STEAM FAVOURITE

STEAM FAVOURITE

Size 50×40

Acrylic on canvas. Painted border.

Date 2025

Suggested minimum price £60

The Beyer Peacock K1 locomotive.
Built in 1909 to H. W. Garratt’s patent, the first of over 1000 Garratt type articulated locomotives exported from Manchester to all corners of the world.
They gave reliable service in some of the most remote places on Earth.

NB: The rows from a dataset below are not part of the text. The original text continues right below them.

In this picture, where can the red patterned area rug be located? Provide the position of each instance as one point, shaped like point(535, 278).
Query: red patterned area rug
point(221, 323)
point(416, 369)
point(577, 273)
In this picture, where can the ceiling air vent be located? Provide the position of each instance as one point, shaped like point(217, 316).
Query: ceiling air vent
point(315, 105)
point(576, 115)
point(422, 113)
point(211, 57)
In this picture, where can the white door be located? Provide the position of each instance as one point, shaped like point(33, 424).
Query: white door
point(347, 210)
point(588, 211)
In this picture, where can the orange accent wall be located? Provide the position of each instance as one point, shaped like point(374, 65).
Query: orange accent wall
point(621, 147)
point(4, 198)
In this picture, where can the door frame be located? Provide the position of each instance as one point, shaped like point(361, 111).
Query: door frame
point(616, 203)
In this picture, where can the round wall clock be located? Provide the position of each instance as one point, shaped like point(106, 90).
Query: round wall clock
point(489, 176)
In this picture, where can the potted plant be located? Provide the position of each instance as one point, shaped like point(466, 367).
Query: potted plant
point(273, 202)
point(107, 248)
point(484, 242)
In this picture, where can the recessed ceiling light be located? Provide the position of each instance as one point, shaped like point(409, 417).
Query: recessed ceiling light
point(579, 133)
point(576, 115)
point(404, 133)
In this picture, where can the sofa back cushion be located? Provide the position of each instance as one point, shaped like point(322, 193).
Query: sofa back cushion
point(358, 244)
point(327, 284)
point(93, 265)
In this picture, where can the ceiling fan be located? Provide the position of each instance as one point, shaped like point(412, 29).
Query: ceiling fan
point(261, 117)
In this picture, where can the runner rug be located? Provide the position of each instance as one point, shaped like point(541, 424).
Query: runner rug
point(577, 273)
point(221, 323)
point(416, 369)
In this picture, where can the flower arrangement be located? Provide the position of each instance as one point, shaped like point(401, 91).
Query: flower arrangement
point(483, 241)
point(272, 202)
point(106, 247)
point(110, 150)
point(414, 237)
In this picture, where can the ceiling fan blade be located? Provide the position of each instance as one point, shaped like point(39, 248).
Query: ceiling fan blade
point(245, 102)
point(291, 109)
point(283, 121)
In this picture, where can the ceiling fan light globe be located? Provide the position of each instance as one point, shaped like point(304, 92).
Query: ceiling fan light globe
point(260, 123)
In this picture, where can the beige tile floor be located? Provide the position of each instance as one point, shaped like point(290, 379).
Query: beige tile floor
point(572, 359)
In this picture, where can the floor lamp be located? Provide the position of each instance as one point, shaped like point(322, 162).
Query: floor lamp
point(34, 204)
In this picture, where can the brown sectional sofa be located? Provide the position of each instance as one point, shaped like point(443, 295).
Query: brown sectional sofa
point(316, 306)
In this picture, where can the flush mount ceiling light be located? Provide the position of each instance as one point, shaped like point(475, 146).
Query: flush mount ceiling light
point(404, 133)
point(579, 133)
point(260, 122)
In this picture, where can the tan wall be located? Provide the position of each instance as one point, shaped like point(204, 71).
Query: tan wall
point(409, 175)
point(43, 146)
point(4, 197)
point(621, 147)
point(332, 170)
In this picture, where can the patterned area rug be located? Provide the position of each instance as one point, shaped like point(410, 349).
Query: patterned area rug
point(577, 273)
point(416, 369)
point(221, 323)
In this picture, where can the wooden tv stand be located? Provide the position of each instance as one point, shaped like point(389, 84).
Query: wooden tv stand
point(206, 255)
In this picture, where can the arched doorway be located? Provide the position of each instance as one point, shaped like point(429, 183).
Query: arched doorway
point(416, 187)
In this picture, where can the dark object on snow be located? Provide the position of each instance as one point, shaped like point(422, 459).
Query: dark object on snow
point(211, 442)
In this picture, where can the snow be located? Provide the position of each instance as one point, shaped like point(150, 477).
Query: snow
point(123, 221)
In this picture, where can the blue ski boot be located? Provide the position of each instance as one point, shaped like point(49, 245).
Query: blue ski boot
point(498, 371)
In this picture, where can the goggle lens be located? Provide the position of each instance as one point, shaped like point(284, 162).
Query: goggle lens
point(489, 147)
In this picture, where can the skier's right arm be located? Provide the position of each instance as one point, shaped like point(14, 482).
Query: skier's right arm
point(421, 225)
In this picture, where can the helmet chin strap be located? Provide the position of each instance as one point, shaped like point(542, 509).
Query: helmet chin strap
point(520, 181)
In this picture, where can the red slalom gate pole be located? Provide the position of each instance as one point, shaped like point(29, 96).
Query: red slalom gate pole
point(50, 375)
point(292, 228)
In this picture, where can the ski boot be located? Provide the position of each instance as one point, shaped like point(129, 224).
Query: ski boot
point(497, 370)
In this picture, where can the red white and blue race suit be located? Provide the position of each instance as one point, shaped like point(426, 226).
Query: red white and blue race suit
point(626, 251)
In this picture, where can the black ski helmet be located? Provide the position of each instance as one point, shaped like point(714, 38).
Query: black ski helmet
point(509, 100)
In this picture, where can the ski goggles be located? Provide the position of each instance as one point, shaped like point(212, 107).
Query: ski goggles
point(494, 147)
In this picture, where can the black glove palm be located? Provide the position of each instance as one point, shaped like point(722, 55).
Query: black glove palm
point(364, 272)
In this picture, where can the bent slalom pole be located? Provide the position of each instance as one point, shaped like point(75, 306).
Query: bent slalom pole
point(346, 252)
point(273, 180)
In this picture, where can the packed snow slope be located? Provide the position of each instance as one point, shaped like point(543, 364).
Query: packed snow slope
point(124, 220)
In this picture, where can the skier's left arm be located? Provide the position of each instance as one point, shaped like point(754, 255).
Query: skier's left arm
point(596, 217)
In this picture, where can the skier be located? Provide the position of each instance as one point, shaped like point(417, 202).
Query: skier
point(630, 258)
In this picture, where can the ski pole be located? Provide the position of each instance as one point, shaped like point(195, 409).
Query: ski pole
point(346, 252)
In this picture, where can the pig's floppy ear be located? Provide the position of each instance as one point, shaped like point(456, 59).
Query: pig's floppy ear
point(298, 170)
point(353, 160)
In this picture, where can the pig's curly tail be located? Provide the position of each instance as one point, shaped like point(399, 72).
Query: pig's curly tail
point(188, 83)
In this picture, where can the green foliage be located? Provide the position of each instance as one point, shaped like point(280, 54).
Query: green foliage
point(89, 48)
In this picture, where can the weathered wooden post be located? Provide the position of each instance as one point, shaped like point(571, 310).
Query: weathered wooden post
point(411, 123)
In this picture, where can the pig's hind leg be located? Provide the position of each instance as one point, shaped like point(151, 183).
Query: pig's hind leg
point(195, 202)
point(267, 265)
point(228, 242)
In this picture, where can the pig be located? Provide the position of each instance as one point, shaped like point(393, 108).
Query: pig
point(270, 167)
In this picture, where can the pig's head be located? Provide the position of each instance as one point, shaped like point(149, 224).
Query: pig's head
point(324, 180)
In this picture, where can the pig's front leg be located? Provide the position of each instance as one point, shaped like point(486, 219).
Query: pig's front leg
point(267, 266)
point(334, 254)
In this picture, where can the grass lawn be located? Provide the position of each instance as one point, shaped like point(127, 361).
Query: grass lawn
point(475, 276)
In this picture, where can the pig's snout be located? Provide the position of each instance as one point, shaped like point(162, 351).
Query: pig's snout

K1 is one of the most significant preserved Australian steam locomotives, as it and sister K2 were the first in the world built to the Beyer-Garratt articulated locomotive design.  Beyer-Garratt locomotives took their name from the patented designs of Herbert William Garratt and were built by (or under subcontract to) Beyer Peacock & Company of Manchester.  This significant innovation in locomotive design delivered a large, efficient boiler and deep firebox slung between two bogie power units, providing the tractive effort of two locomotives without the cost of two crews.  Articulation made the Beyer-Garratt well suited to tight curves, and coupled with their high tractive effort, the Beyer-Garratt design came to be associated with steep and curvaceous railway routes. 
 
K1 was built by Beyer Peacock & Co (builder’s number 5292 of 1909) a for the Tasmanian Government Railway’s North East Dundas Tramway from Zeehan to Williamsford on Tasmania’s west coast.  K1 and K2 had a 0-4-0 + 0-4-0 wheel configuration, providing good flexibility around the tight curves of the North East Dundas Tramway.  K1 and K2 used a compound steam expansion system which was not repeated on subsequent Garratt locomotives, with the rear bogie using high pressure steam and the leading bogie further expanding the steam in larger diameter low-pressure cylinders. a  The cylinder positioning on the inside of the bogie was also not repeated on later Garratt locomotives, as this placement led to a hot cab floor. 
 
Fortunately K1 was saved for preservation as early as 1947 when it was repurchased by Beyer Peacock & Co for display at its Gorton workshops in Manchester. a  The preserved K1 contains some components of sister K2, and was apparently rebuilt with some K2 components after lying in storage at Zeehan, Tasmania since about 1939. 
 
K1 was sold to the Ffestiniog Railway in 1966 after closure of Beyer Peacock & Co.  It was subsequently displayed at the National Railway Museum, York during from the 1980’s to 1995. 
 
Since 1995, K1 has been fully overhauled and restored to operation by the “K1 Group” for use on the Welsh Highland Railway, including the construction of a new boiler.  Here it complements a fleet of more modern Beyer-Garratt locomotives in the form of ex-South African Railways NGG16-class 2-6-2 + 2-6-2 locomotives.